DATE: Friday, January 26, 1996               TAG: 9601260091
SECTION: VIRGINIA                 PAGE: B-5  EDITION: METRO 
DATELINE: RICHMOND
SOURCE: ROBERT LITTLE STAFF WRITER 


COOPERATION? AND THEY CALL THEMSELVES VIRGINIA POLITICIANS GENERAL ASSEMBLY 1996

Virginia's state senators didn't plot against one another, fire dozens of people or grind the wheels of government to a stop Thursday.

As such, they called it nothing short of a historic milestone in state politics.

The General Assembly on Thursday reappointed about four dozen judges from around the state whose terms are expiring. In the Senate, members approved the list unanimously and without discussion.

That wouldn't normally be noteworthy, but the list submitted for consideration this year was signed by members of both political parties - not just the Democrats. Giving Republicans a say in appointing judges was a key compromise when senators divided power in a chamber now represented equally by both parties.

The state Constitution requires 21 votes in the Senate to nominate judges, so neither party has the heft to name judges alone. That means Republicans could have forced some Democratic judges from the bench. But they didn't.

"It is an historic moment, I think, to see bipartisan cooperation on an issue that had been so political in the past," said Sen. Joseph Gartlan, D-Fairfax County.
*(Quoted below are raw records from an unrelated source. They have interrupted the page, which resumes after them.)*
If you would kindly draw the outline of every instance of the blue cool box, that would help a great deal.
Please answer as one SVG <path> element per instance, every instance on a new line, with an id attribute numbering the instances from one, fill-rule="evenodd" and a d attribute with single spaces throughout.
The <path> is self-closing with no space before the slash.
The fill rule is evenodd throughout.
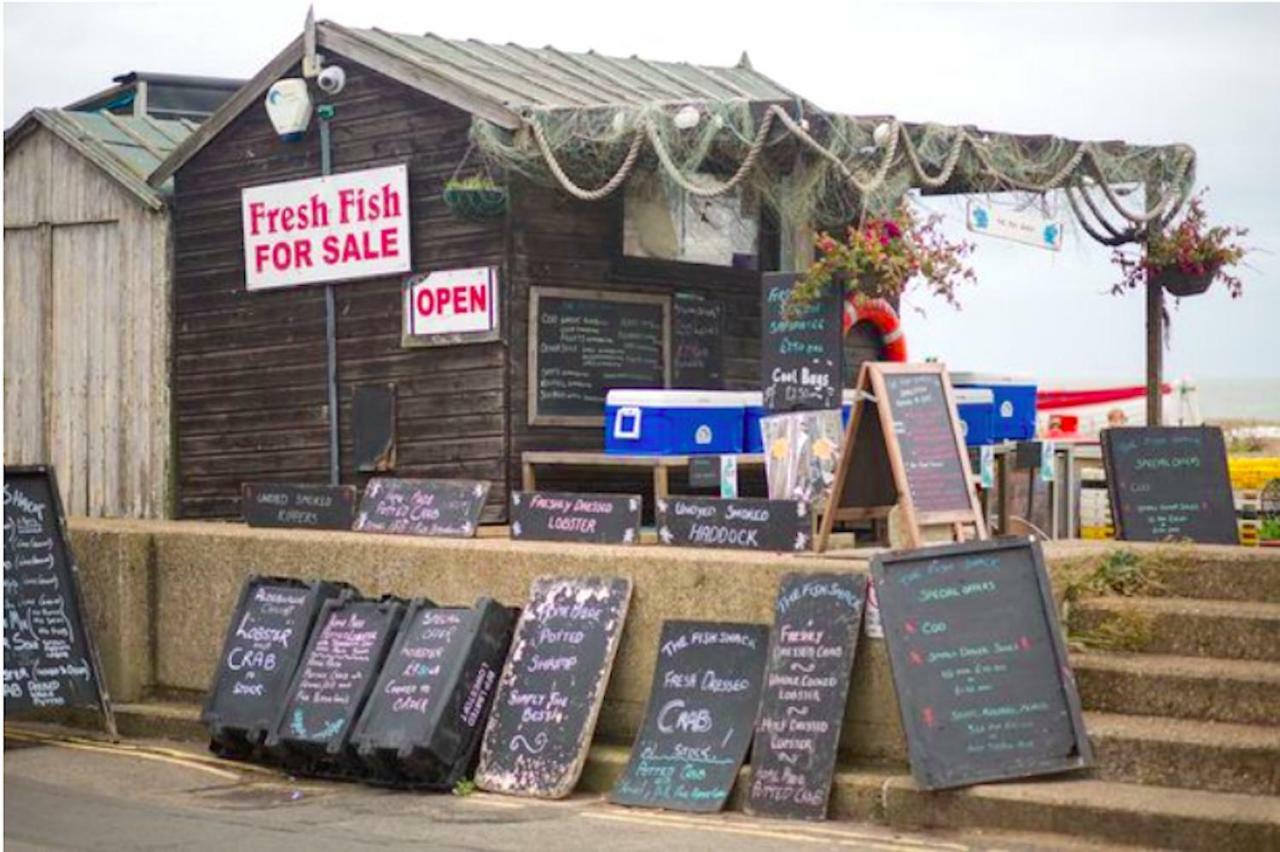
<path id="1" fill-rule="evenodd" d="M 845 426 L 849 425 L 849 418 L 853 416 L 853 400 L 856 391 L 846 390 L 844 392 L 844 405 L 840 408 L 840 417 Z M 769 412 L 764 410 L 764 394 L 761 393 L 743 393 L 742 405 L 746 409 L 743 427 L 745 434 L 742 438 L 742 445 L 748 453 L 764 452 L 764 433 L 760 431 L 761 418 L 768 417 Z"/>
<path id="2" fill-rule="evenodd" d="M 995 397 L 991 435 L 997 441 L 1025 441 L 1036 436 L 1036 383 L 1024 376 L 952 373 L 956 388 L 984 388 Z"/>
<path id="3" fill-rule="evenodd" d="M 744 416 L 741 394 L 730 391 L 611 390 L 604 405 L 604 450 L 740 453 Z"/>
<path id="4" fill-rule="evenodd" d="M 995 394 L 989 388 L 956 388 L 956 411 L 960 415 L 960 432 L 970 447 L 995 442 Z"/>

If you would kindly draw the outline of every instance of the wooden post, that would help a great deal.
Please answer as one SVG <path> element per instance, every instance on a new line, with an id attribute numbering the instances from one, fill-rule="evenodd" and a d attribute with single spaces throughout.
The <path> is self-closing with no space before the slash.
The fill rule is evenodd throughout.
<path id="1" fill-rule="evenodd" d="M 1152 210 L 1160 197 L 1160 181 L 1148 178 L 1143 186 L 1147 210 Z M 1147 226 L 1147 236 L 1159 231 L 1157 221 Z M 1146 252 L 1146 247 L 1143 247 Z M 1161 425 L 1164 409 L 1164 289 L 1147 280 L 1147 425 Z"/>

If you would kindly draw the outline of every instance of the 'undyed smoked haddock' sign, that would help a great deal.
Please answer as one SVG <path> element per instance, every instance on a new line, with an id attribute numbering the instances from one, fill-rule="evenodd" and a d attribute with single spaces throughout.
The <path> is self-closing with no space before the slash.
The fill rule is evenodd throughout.
<path id="1" fill-rule="evenodd" d="M 1240 543 L 1221 429 L 1104 429 L 1102 458 L 1116 538 Z"/>
<path id="2" fill-rule="evenodd" d="M 639 494 L 511 492 L 511 537 L 593 544 L 640 542 Z"/>
<path id="3" fill-rule="evenodd" d="M 622 577 L 534 581 L 485 729 L 481 789 L 547 799 L 573 792 L 630 603 Z"/>
<path id="4" fill-rule="evenodd" d="M 86 629 L 53 468 L 4 469 L 4 709 L 89 707 L 115 717 Z"/>
<path id="5" fill-rule="evenodd" d="M 644 724 L 609 800 L 713 813 L 751 745 L 769 628 L 668 621 Z"/>
<path id="6" fill-rule="evenodd" d="M 1038 543 L 904 550 L 872 557 L 871 576 L 921 787 L 1092 762 Z"/>
<path id="7" fill-rule="evenodd" d="M 356 489 L 352 485 L 245 483 L 240 489 L 240 513 L 251 527 L 349 530 L 356 516 Z"/>
<path id="8" fill-rule="evenodd" d="M 828 287 L 812 303 L 793 305 L 800 276 L 761 276 L 760 382 L 767 411 L 837 409 L 844 387 L 840 291 Z"/>
<path id="9" fill-rule="evenodd" d="M 799 500 L 663 497 L 658 541 L 683 547 L 799 551 L 813 540 L 813 518 Z"/>
<path id="10" fill-rule="evenodd" d="M 866 601 L 863 574 L 786 574 L 778 586 L 748 813 L 826 819 Z"/>
<path id="11" fill-rule="evenodd" d="M 386 166 L 244 189 L 245 286 L 409 271 L 408 174 Z"/>
<path id="12" fill-rule="evenodd" d="M 359 532 L 470 538 L 489 483 L 474 479 L 372 479 L 353 529 Z"/>

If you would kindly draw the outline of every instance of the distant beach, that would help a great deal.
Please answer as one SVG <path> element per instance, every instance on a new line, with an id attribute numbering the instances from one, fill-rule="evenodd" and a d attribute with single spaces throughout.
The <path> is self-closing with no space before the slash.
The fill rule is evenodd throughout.
<path id="1" fill-rule="evenodd" d="M 1176 384 L 1181 377 L 1165 379 Z M 1105 388 L 1140 385 L 1141 376 L 1116 379 L 1045 379 L 1042 388 Z M 1213 423 L 1280 425 L 1280 376 L 1266 379 L 1193 377 L 1200 416 Z"/>

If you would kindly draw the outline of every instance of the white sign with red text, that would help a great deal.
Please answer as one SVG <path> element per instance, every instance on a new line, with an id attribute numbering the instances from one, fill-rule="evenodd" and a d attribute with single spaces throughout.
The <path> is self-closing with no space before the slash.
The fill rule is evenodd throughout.
<path id="1" fill-rule="evenodd" d="M 407 272 L 405 166 L 254 186 L 241 194 L 250 290 Z"/>
<path id="2" fill-rule="evenodd" d="M 410 337 L 486 334 L 498 328 L 498 270 L 446 269 L 411 278 L 404 288 Z"/>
Some members of the House of Delegates, which also approved the list Thursday, refused to vote as a way to protest the new arrangement. Democrats still rule in the House. But without a guaranteed concurrence from their Senate counterparts, they no longer can control the nomination process.

The true test of the legislature's new bipartisan design will come March 8, when members vote to fill judicial vacancies.

Republicans who negotiated their party's new sway said they never intended to meddle with the sitting judges - only to help choose new ones.

"I guess we can't declare it a complete success quite yet," Gartlan said.

Judges in Western Virginia who were reappointed to six-year terms Thursday were:

Julian Raney, General District Court, Roanoke.

Frank Greenwalt, General District Court, Patrick County.

Patrick Graybeal, Juvenile and Domestic Relations Court, Montgomery County.

Junius Warren, Juvenile and Domestic Relations Court, Martinsville.